While Stockwell Day is building prisons for imaginary prisoners, Tony Clement is trying to bust out all of those Canadians who have jailed because they refused to fill out the mandatory long form census.
A group of concerned citizens held a concert and raised enough money to ... well actually they raised no money, but they raised a lot of spirits.
And Stephen Harper was so concerned about these poor census felons that he actually held a press conference .... well not exactly a press conference, more of a staged affair but we learned how he felt about some play that he probably won't go to, mainly because he's just so gosh darned worried about all those census felons.
The Globe’s Steve Chase wrote this piece to explain how Stephen Harper, instead of being asked about changes to the census, wound up being asked today about a play that few people will see and even fewer will give a shit about.

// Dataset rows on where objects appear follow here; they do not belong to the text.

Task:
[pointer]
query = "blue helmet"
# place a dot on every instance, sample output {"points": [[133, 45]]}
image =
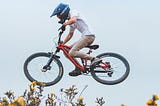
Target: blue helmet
{"points": [[63, 10]]}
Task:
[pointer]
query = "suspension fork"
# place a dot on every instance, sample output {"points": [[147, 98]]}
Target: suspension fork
{"points": [[52, 55]]}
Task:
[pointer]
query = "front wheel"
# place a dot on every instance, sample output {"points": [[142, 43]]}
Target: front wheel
{"points": [[117, 69], [33, 69]]}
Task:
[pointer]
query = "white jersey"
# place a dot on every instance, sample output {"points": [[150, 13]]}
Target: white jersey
{"points": [[80, 25]]}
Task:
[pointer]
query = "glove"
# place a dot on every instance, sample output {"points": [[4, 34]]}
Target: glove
{"points": [[63, 28]]}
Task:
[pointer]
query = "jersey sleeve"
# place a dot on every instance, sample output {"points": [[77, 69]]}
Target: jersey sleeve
{"points": [[74, 13], [71, 29]]}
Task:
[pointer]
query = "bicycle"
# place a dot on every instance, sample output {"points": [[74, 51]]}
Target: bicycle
{"points": [[113, 69]]}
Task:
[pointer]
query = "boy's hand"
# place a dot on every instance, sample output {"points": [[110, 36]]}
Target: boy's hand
{"points": [[63, 28]]}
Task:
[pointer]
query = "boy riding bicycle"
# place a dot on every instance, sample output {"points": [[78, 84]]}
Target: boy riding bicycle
{"points": [[75, 21]]}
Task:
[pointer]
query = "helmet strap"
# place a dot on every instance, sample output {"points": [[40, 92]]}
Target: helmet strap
{"points": [[64, 10]]}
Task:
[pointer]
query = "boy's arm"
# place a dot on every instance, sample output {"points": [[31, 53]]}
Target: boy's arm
{"points": [[68, 37]]}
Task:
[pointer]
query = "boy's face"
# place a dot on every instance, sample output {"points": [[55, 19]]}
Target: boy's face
{"points": [[59, 16]]}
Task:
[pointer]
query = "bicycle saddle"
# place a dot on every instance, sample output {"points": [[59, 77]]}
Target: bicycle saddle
{"points": [[93, 47]]}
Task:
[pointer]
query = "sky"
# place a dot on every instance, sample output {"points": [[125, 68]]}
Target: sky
{"points": [[128, 27]]}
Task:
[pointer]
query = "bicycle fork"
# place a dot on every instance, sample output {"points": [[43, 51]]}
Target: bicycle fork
{"points": [[48, 65]]}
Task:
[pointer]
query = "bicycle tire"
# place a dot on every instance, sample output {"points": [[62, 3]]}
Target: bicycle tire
{"points": [[112, 82], [45, 55]]}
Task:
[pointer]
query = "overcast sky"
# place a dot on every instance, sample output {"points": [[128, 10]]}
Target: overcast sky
{"points": [[127, 27]]}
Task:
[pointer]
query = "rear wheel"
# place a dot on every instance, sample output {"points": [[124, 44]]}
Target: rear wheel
{"points": [[33, 69], [117, 71]]}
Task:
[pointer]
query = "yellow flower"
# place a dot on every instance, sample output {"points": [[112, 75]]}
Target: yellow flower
{"points": [[34, 83], [52, 94], [4, 99], [156, 97], [149, 102], [80, 99], [21, 101]]}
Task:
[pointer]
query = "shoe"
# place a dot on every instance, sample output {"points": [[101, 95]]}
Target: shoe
{"points": [[75, 72], [95, 61]]}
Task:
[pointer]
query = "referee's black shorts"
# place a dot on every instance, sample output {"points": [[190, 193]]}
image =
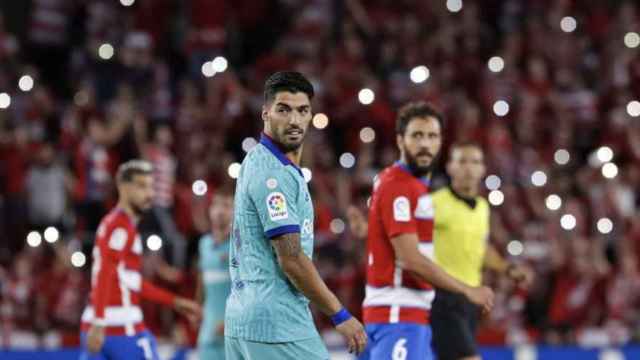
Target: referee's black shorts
{"points": [[454, 320]]}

But the article is interesting for a different reason. Read it and marvel at what has become of our national press gallery – reduced to milling about in cliques and engaging in whispered debate over how to obediently divvy up the meager allotment of questions they’ve been granted by a Prime Minister too arrogant to expose himself to scrutiny, too fragile to agree to anything so risky as a follow-up query and — someone has to say it — too gray now to use Just For Men without us all totally noticing.
I know I'm quite marvelled at what has become of our press gallery. Maybe they should just stay home and phone in their columns. They're always the same anyway. "Harper refused to answer questions". "RCMP threatened me with a big stick".But back to those poor census felons. I'm still worried about them, and I don't think that Dr. Sylvia Ostr gets it. These poor people are being threatened.
When Stephen Harper was asked why he was scrapping the census ... oh, yeah. He wasn't asked. But he may be taking in a play.Canada’s former chief statistician and one of its internationally renowned economists Saturday described as “shocking” and “ridiculous” the federal government’s decision to scrap the mandatory census long form. “I think it’s ridiculous the government would intervene and tell Statistics Canada how to collect its information,” Dr. Sylvia Ostry told the Couchiching Conference on public affairs after being presented with an award for public policy leadership.
The Conservative government’s action, she said, undermined the global stature of Statistics Canada which has been praised consistently as one of the leading statistics agencies in the world. “The whole thing is shocking,” she said.